This post announces the public unveiling of leveldb based backend for graphite.
A natural outcome of liking any tool is that its usage increases to the point wherein one pushed the limits so much that it seems like an overuse. For InMobi, this started out with increasing the number of metrics that each of our core ad-servers would publish. This number was a little shy of hitting the one thousand mark.
The other thing that we started testing was to capture some of the business related metrics using the same path. This is a rather unorthodox way of doing things in the age of big data. What was however appealing was the simplicity of the workflow; instrument the code in the right places with the yammer metrics library and then start seeing aggregated data right after the next release. This is where the “abuse” of graphite began. We started to pump close to a million data points per minute on a single carbon server and it would just trip over with no signs of recovery.
Things start to go foul
While it was obvious that the evidence of being able to push the carbon daemon to such an extent is almost unheard of, it seemed doable based on first principles given our server’s configuration
. The counterargument of it being ridiculous also seemed to be valid given carbon’s default configuration:
MAX_UPDATES_PER_SECOND = 500
MAX_CREATES_PER_MINUTE = 50
Whatever may be the historical reason, this seems woefully under calibrated. The first port of call was to bump up these numbers to observe the effect. It turns out that these numbers aren’t way off the reasonable limits. A little bit of hasty digging around revealed that there is a new experimental storage engine known as ceres that could be used in lieu of the standard whisper engine. This however required us to switch to a seemingly abandoned branch of the carbon know as megacarbon. That did not deter us and we did go ahead. The good part of switching to ceres is that the create time for new metrics did drop. However, it brought in its own set of problems.
Both whisper & ceres have a basic design induced limitation on the number of metrics that could be handled by a single server. Whisper would create a file for every metric and ceres creates a directory with multiple files for a given metric. A baffling problem that this results to begin with is that we ran out of disk space even when a dedicated 1TB drive. It turned out that we were exhausting the metadata space and not the actual space on the filesystem. Most linux file systems have a fixed number of inodes allocated for each partition. This is preset at the time of formatting and cannot be increased; however a value larger than the default can be chosen. A quick way to check this would be to use the good old “df” command but with the “-i” option. This shows inode usage as opposed to actual storage space usage. So we would run out of close to 2 million inodes when consuming less than a GB of data space. This was exceptionally worrying until we troubleshooted it for 2 reasons:
Root cause analysis
While we did address the above two concerns thus saving the server when carbon would misbehave, we still had not solved the actual problem. The real issue that struck us when going through this was something that I had encountered in my PHP days when fighting the notorious require_once induced APC slowdown. The carbon code had absolutely no persistent open file handles to the storage layer. So, if you are trying to store even a hundred thousand metrics per minute, it means making the following vfs calls in sequence: stat, open, read, seek, write, close. To make things worse, a lot of metric names tend to be hierarchical with as many as 8 components in its name. That would make the stat() call work even harder. The frequency at which this happens is so high that both the d-entry cache and also the file cache of the OS gets completely thrashed as we go through a single minute of the write cycle.
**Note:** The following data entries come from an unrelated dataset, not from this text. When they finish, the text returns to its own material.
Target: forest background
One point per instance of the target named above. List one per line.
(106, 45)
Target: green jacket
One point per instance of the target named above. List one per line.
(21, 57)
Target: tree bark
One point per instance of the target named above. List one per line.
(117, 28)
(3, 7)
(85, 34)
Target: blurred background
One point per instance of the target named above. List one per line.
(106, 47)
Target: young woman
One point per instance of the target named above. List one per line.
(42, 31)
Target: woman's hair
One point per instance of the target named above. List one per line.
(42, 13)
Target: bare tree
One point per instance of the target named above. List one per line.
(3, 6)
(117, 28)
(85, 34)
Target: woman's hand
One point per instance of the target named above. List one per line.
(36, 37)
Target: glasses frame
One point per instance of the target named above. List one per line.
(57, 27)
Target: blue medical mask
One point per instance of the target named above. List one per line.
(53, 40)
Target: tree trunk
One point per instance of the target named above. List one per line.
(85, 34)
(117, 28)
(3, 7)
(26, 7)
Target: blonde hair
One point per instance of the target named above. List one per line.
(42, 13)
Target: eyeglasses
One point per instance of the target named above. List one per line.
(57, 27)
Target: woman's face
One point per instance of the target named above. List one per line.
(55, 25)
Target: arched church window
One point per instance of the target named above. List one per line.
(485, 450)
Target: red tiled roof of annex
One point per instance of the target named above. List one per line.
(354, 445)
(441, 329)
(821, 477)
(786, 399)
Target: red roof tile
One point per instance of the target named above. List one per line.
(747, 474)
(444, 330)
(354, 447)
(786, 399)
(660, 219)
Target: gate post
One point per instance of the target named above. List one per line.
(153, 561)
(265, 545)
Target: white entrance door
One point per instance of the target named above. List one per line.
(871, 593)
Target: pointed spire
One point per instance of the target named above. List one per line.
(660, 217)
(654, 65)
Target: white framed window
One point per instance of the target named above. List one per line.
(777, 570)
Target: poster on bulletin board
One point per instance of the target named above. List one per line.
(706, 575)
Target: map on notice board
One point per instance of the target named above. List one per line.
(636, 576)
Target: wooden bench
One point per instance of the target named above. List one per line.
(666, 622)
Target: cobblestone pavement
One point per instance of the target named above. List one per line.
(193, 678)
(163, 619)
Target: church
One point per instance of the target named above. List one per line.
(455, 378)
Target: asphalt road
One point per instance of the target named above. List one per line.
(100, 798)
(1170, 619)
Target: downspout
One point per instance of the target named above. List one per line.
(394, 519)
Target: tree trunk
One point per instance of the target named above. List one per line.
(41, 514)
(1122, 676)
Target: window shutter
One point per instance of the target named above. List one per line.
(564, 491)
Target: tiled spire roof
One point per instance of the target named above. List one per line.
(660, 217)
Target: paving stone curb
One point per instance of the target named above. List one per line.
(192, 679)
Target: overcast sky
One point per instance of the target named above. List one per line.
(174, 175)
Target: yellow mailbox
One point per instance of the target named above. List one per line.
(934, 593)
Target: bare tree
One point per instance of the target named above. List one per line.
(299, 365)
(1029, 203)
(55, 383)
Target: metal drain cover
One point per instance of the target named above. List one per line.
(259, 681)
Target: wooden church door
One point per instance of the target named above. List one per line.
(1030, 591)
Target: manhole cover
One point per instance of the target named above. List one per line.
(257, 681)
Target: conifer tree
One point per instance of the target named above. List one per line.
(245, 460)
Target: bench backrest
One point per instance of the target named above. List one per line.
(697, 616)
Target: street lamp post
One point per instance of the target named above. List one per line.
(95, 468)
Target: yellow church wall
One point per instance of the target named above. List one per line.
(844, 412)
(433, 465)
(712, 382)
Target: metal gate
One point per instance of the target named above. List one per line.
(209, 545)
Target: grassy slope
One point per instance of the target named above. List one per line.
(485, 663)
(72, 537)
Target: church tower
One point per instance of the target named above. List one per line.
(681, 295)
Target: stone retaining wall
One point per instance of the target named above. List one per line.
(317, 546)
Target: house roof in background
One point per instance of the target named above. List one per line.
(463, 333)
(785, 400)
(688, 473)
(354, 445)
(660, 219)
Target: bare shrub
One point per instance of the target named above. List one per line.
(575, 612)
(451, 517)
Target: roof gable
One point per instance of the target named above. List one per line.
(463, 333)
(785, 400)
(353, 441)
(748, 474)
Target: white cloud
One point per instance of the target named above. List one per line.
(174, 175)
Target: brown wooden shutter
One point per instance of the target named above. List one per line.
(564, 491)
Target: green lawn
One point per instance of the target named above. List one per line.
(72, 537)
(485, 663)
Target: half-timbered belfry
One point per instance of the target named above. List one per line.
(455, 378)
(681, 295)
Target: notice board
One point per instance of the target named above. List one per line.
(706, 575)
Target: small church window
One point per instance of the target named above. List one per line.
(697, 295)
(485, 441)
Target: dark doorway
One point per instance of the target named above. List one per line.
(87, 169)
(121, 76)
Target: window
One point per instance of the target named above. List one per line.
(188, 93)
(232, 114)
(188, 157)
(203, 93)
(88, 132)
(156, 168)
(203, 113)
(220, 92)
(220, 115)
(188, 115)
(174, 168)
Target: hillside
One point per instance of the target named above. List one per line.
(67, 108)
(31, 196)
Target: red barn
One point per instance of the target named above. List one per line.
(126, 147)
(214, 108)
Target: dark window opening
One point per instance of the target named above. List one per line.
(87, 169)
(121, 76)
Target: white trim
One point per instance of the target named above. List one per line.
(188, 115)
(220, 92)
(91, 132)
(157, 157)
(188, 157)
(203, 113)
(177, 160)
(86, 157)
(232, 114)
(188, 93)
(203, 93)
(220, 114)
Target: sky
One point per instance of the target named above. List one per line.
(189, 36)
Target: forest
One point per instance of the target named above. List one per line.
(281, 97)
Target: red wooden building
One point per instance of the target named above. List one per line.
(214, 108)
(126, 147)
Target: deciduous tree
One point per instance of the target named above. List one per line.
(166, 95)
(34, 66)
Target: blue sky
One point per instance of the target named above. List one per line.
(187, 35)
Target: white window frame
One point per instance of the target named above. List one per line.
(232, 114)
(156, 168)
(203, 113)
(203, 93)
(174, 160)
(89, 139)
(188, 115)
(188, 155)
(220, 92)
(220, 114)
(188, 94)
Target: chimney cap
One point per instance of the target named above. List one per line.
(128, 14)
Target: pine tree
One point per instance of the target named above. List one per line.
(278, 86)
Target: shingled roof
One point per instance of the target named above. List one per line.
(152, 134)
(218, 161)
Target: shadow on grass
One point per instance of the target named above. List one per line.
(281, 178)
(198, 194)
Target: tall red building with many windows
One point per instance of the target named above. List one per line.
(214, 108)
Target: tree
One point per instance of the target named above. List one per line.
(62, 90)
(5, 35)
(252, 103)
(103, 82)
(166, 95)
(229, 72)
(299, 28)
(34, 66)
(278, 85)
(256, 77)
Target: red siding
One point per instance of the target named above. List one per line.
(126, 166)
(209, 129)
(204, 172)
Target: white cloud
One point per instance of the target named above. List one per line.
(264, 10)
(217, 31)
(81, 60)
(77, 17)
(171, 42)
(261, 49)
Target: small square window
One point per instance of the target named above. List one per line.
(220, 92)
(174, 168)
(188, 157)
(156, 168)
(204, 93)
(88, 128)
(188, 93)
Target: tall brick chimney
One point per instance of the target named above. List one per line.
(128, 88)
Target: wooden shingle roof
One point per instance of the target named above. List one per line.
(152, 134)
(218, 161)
The experimentation begins
At this point, it was obvious that the acceptable solution had to be one wherein the amount of superfluous filesystem operations per write is reduced drastically. Given that whisper itself traces it origins from RRD which is nothing but a ring buffer, the natural choice was to explore solutions that would let us express this idea natively. Redis pops to mind given that it a great data-structure storage layer but its inability to use persistent storage meant that we could not use for our scale. The next choice was arrays in PostgreSQL. While programming against it turned out to be easy and it did avoid some of the issues that whisper & ceres had, it brought in its own set of evils. PostgreSQL never updates a row in-place even if the datatype is fixed width. This had the horrendous side-effect of copying over an entire row i.e. the entire ring buffer for a given metric as each new data point was inserted. So if you had planned for retention of say a thousand points per metric, then insertion of new point would actually end up taking 1000x the space that you thought would be needed! Of course, the theory goes that VACUUM would eventually release the older copies but that wasn’t happening fast enough but more importantly, the additional write volumes was reducing the disk throughput.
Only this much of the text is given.